Как путь к сердцу сына мать избрала его фантазию, а фантазия у него была богатая, но только, еще совсем маленьким, он полизывал, что мир вымысла, создаваемый матерью, и мир действительный вовсе не сливаются для него воедино; ибо, когда она, рассказывая сказку, живописала злосчастье героя, нередко случалось, что Нильс, не находя спасенья от всех этих горестей, не понимая, как можно избавиться от всех этих неисходимых мук, кольцом сжимавших его самого и героя, — так вот, нередко случалось, что Нильс весь в слезах жался к матери и шептал дрожащими губами: «Но это же невзаправду, да?» — и, получив вожделенный утешительный ответ, он испускал глубокий вздох облегченья и преспокойно дослушивал историю до конца.

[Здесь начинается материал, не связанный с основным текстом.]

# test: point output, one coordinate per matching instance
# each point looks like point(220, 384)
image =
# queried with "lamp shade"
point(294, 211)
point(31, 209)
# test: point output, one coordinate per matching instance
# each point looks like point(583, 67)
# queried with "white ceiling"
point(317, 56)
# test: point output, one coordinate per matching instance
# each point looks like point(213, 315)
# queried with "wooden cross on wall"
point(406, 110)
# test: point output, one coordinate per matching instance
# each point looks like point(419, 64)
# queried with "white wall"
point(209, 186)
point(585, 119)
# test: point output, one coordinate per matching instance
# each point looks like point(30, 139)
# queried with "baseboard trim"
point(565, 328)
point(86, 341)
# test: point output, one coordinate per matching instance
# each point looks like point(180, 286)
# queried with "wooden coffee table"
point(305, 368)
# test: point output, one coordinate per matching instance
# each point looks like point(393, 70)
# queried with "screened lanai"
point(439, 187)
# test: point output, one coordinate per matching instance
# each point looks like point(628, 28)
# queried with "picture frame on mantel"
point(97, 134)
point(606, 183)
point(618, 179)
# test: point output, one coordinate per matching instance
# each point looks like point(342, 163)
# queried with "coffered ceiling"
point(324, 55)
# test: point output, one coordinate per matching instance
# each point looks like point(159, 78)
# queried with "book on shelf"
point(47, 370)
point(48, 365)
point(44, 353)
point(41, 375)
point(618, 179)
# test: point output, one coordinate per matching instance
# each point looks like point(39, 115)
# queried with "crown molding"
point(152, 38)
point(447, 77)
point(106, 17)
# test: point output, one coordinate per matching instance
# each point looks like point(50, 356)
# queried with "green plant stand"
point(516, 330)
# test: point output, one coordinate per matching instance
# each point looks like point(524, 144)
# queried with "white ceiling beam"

Но матери такие измены были не по нраву.
Когда он подрос, а она устала выдумывать сказки, она принялась рассказывать ему с легкими приправами обо всех тех героях, чья жизнь призвана была доказать, сколько мощи в душе человеческой, когда она стремится лишь к одному, лишь к великому и не дается ни малодушным минутным сомненьям, ни постыдным сладким соблазнам. И когда в мировой истории героев уже не хватало, Бартолина вводила в рассказ собственного героя, чью судьбу могла вязать и разрешать, героя, созданного по образу ее и подобию, выношенного под сердцем, да, плоть от плоти ее и кровь от крови. Через два года после Нильса она и в самом деле произвела на свет мертворожденное дитя, мальчика, и его–то избрала она для своих рассказов; все, чем мог бы он стать, все, что мог бы он совершить, развертывалось теперь перед братом, — муки Прометея, дух мессии, мощь Геракла, наивные переиначки, необузданные искаженья, целый мир общедоступных фантазий, в которых только и было подлинного, что бедный ребячий скелетик, гнивший и распадавшийся в прах на кладбище Лёнборгорда.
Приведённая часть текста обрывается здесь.